A novel detection strategy for scanning multiple mutations using CEL I mismatch cleavage and capillary electrophoresis
Cross, MJ, Waters, DLE, Lee, LS & Henry, RJ 2007, 'A novel detection strategy for scanning multiple mutations using CEL I mismatch cleavage and capillary electrophoresis', paper presented to the Plant and Animal Genomes XV Conference, San Diego, California, USA, 13-17 January.
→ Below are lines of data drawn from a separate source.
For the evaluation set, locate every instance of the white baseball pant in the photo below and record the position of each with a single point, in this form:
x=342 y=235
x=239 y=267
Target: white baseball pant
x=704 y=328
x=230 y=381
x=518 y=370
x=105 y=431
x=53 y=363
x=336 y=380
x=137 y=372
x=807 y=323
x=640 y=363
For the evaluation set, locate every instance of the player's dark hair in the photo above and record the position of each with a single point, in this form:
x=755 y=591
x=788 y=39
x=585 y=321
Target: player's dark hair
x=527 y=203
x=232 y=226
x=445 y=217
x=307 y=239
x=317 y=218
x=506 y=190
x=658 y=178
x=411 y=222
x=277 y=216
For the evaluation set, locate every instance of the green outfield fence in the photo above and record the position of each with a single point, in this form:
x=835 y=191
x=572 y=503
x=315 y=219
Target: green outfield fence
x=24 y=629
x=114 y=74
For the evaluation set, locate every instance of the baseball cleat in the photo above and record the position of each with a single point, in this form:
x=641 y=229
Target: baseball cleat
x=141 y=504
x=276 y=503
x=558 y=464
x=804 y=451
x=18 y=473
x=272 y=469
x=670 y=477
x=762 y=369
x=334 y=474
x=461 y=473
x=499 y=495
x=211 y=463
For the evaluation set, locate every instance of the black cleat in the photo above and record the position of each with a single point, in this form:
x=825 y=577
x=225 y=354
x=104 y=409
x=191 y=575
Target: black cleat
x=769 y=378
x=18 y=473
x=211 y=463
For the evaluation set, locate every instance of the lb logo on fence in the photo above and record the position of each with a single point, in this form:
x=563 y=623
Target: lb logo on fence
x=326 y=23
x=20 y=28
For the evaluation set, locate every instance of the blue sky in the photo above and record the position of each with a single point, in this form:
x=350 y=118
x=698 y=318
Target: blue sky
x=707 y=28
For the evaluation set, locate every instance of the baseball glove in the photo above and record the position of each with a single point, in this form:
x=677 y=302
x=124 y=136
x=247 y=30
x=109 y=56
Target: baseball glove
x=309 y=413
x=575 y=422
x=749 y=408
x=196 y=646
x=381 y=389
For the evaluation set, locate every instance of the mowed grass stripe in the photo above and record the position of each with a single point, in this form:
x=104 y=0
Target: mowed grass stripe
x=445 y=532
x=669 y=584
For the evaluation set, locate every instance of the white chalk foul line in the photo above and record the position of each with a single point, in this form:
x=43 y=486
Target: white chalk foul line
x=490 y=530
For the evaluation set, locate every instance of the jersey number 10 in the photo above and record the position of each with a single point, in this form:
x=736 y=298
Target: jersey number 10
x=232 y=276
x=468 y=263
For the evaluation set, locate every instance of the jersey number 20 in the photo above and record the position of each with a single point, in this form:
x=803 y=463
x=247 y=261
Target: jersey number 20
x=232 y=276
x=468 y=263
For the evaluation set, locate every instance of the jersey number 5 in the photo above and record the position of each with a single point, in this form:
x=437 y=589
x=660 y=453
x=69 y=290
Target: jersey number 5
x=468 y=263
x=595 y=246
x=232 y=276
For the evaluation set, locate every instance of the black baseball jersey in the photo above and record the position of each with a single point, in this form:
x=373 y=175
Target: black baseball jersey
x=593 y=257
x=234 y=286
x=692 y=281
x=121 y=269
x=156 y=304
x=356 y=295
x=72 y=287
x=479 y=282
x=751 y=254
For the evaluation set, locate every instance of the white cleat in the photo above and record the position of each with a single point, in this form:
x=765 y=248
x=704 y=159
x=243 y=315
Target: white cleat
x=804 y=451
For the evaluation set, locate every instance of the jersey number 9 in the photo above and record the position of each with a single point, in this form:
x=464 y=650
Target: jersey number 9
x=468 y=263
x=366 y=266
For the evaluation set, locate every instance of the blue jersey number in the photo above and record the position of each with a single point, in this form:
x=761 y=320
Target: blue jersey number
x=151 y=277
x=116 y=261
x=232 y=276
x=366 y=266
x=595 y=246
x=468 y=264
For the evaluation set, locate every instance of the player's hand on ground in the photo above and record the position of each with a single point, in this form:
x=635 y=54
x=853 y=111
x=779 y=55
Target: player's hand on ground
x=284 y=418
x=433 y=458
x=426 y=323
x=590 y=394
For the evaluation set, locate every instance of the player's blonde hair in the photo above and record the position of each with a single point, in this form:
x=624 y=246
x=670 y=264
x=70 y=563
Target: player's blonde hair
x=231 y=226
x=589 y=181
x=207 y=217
CEL I endonuclease cleavage of heteroduplex DNA is noted as an efficient, high-throughput technique for scanning homologous sequences for subtle variations. A significant shortcoming of the CEL I technique, however, is the poor signal-to-noise ratio obtained when using a PCR-based, 5’-end-fluorophore-labelled detection platform. Normally, the sensitivity of fluorescent-based PAGE/CE is many fold superior to the UV visualization of intercalated dyes following agarose electrophoresis. Recent literature, however, reports that maximum pooling capacities are overall similar, when comparing sophisticated fluorophore-labelled detection platforms with more basic ethidium-stained techniques. CEL I has been hypothesized to reduce signal strength of end-labelled amplicon fragments via non-specific exonucleolytic activity, which acts to cleave off 5’-end bases and their covalently-linked fluorophores. Typical CEL I protocols involve only short digestion times in an attempt to limit the loss of true-nicked signal via any undesired exonucleolytic activity. Our research provides strong evidence to support the ‘exonucleolytic cleavage’ hypothesis on CEL I’s activity. We investigate alternative dye-labelling strategies and report a simple, improved technique for CEL I mutation scanning using an Applied Biosystems 3730 DNA Analyzer. Increased sensitivity is achieved, with higher throughputs being enabled via a greater capacity to pool amplified DNA. The CEL I-scanning protocol is suitable for detecting more than one unique mutant allele per pool. Our method was developed and tested in rice across a range of cultivars highly characterized for their SNP content in exon 8 of Starch Sythase IIa.